Zugleich lobte Barisic den Kölner U19-Torjäger in den höchsten Tönen: „Er ist ein Riesentalent; das größte Talent Sloweniens nach Benjamin Sesko, auf das wir gerne gebaut hätten. Gerade jetzt, wo Europa kommt.“ Zur Einordnung der Aussage: Jung-Nationalspieler Sesko (19) wechselt zur kommenden Saison für kolportierte 24 Millionen Euro Ablöse innerhalb des Red Bull-Imperiums von Salzburg nach Leipzig. Ähnliche Sprünge traut man in Ljubljana auch dem zwei Jahre jüngeren Potocnik zu. Dieser sei „zum jetzigen Zeitpunkt ein besserer Spieler als Sesko damals“, meint Barisic. Potocnik, der in 13 Spielen der U19-Bundesliga 13 Tore erzielte, stehe „vor einer großen Karriere“.
Die öffentlichen Schwärmereien dürften allen voran taktischer Natur sein. Es geht schließlich um viel Geld. Gerade aus Sicht des slowenischen Clubs (Etat: neun Millionen Euro) und seiner neuen Investoren. Ziel sei es, „als kleiner Verein mal ein Zeichen zu setzen“, begründet Christian Dollinger gegenüber der Rundschau die Einlegung juristischer Mittel. Vor dem CAS wollen die Slowenen ihre Forderung in Höhe von 2,5 Millionen Euro nun im zweiten Anlauf durchgedrückt bekommen.
Weiterhin kein Kontakt zwischen dem 1. FC Köln und Olimpija Ljubljana
Jenen Betrag soll Dinamo Zagreb einst für Potocnik geboten haben.

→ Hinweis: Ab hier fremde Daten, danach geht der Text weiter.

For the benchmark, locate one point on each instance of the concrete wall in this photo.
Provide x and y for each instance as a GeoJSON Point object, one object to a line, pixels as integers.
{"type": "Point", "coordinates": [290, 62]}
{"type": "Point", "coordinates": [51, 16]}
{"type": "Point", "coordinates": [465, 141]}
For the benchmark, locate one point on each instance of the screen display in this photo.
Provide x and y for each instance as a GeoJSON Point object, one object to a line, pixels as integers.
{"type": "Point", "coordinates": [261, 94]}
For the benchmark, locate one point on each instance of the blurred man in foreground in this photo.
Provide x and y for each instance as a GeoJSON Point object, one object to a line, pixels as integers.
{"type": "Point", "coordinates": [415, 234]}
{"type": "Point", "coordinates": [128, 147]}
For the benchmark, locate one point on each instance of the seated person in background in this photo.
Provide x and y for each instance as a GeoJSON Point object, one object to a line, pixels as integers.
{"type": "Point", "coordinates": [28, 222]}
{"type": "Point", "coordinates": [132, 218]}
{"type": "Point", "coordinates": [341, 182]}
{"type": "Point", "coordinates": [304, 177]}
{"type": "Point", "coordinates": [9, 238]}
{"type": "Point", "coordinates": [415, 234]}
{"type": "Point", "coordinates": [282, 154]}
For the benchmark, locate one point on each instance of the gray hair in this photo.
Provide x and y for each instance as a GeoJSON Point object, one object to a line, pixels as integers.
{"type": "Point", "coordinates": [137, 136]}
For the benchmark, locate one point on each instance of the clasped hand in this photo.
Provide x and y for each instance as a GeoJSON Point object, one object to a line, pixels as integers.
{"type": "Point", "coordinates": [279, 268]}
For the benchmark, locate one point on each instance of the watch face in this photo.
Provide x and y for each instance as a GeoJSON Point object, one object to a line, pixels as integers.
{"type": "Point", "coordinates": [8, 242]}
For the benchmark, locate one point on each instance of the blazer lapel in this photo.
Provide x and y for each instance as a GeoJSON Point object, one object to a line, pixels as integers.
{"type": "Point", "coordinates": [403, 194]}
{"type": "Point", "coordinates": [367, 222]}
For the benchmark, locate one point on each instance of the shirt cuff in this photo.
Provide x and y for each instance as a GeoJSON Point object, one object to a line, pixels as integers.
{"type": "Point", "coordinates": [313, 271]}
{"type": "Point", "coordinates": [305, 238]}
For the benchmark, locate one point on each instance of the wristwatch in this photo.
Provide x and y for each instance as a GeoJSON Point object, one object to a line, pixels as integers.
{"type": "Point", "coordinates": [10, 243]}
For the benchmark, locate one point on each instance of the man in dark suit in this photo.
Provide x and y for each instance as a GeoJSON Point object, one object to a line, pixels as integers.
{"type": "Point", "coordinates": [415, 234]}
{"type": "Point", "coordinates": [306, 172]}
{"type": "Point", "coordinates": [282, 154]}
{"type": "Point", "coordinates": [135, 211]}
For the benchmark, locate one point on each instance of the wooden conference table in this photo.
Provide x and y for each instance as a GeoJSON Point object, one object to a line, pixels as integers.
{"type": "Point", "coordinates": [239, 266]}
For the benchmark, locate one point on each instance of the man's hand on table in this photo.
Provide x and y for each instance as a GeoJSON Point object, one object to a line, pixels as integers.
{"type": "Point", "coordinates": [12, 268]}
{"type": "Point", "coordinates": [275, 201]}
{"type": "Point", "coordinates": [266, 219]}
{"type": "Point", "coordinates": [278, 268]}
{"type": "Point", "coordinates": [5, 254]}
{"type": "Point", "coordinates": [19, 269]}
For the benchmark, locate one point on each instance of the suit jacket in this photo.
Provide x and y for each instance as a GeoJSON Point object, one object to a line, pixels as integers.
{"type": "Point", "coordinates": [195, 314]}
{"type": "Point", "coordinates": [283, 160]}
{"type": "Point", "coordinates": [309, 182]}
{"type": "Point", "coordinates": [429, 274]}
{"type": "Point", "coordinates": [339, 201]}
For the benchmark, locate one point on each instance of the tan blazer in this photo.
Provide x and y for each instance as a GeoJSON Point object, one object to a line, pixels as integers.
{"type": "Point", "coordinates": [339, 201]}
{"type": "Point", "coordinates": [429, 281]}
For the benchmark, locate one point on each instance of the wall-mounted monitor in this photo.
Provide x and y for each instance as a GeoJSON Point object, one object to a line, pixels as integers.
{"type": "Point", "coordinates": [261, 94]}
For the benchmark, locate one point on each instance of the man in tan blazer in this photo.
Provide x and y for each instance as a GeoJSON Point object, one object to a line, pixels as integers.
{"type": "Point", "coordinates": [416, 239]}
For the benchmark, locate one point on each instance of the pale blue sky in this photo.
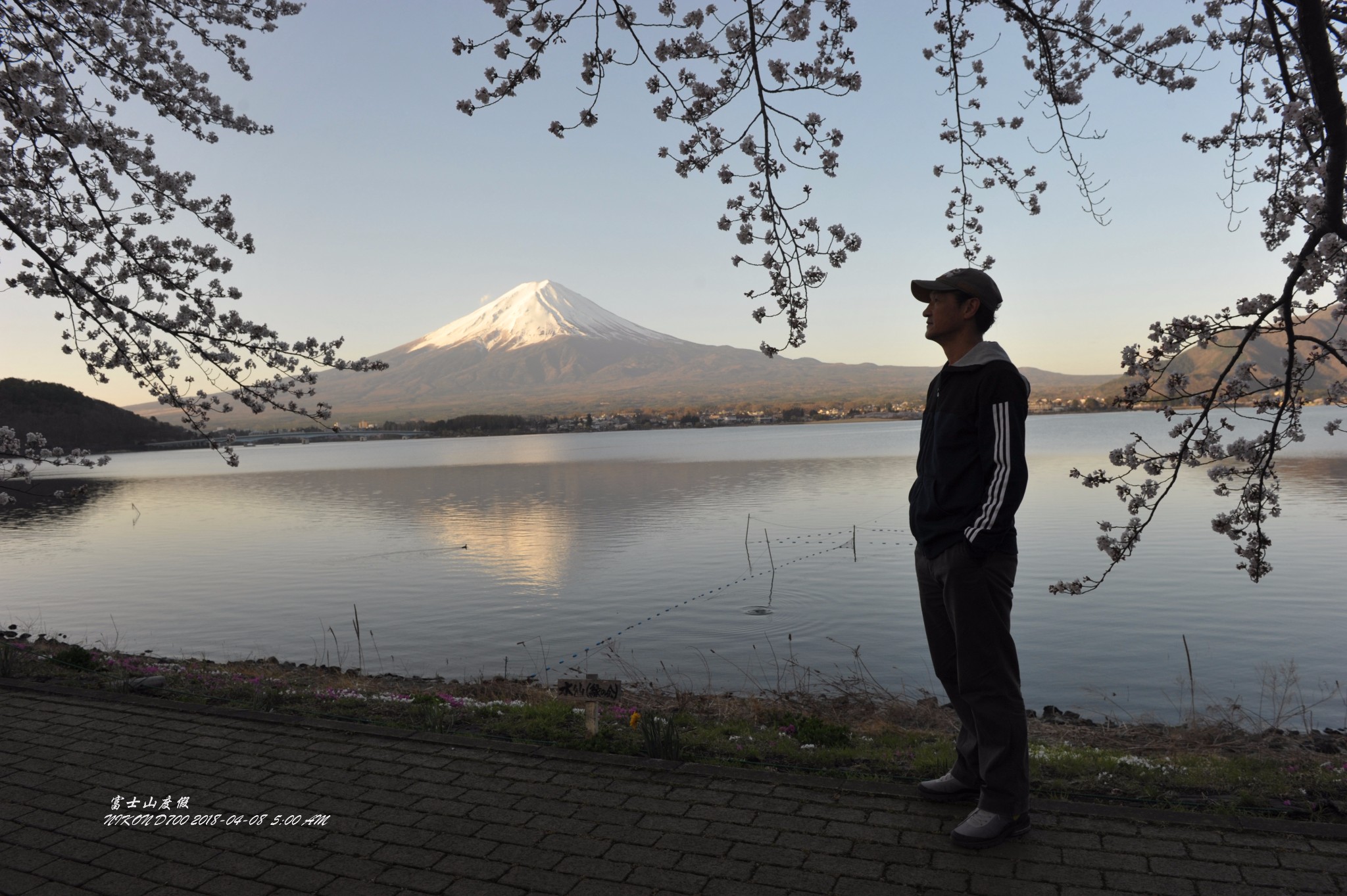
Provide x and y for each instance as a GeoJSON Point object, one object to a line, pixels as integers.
{"type": "Point", "coordinates": [381, 213]}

In Köln bezweifelt man die Seriosität der kroatischen Offerte. Die Fifa hatte dem slowenischen Meister nur 51.750 Euro zugesprochen. „Wir fühlen uns nach wie vor falsch behandelt im Zusammenhang mit einer finanziellen Entschädigung“, betont Dollinger. Die geforderten 2,5 Millionen Euro stellten „keine Unsumme“ dar. An der Gesprächsbereitschaft Ljubljanas habe sich nichts geändert. Es gebe aber „nach wie vor keinen Kontakt nach Köln“.
Wie berichtet fordert der Bundesligist, die von der Fifa verhängte einjährige Transfersperre (die für männliche Spieler ab 16 Jahren gilt) aufzuheben und festzustellen, dass der FC sein Sturm-Talent nicht zum Vertragsbruch mit Ljubljana angestiftet hat. Jaka Cuber Potocnik wiederum will nunmehr sein komplettes Arbeitspapier bei Olimpija für ungültig erklären lassen – und nicht wie zunächst seine Kündigung für rechtsgültig.
Mit dieser Taktik hatte der neue Kölner Starverteidiger Gianpaolo Monteneri den FC Chelsea 2010 aus einem vergleichbaren Streit mit dem RC Lens befreit und vor dem CAS einen Vergleich erzielen können. Das Schiedsgericht in Lausanne hatte am 27. April erklärt, sich „zu gegebener Zeit“ zu der von Köln und von Potocnik angestrebten vorläufigen Aussetzung der Strafen zu äußern. Der FC schweigt unter Hinweis auf ein „laufendes Verfahren“.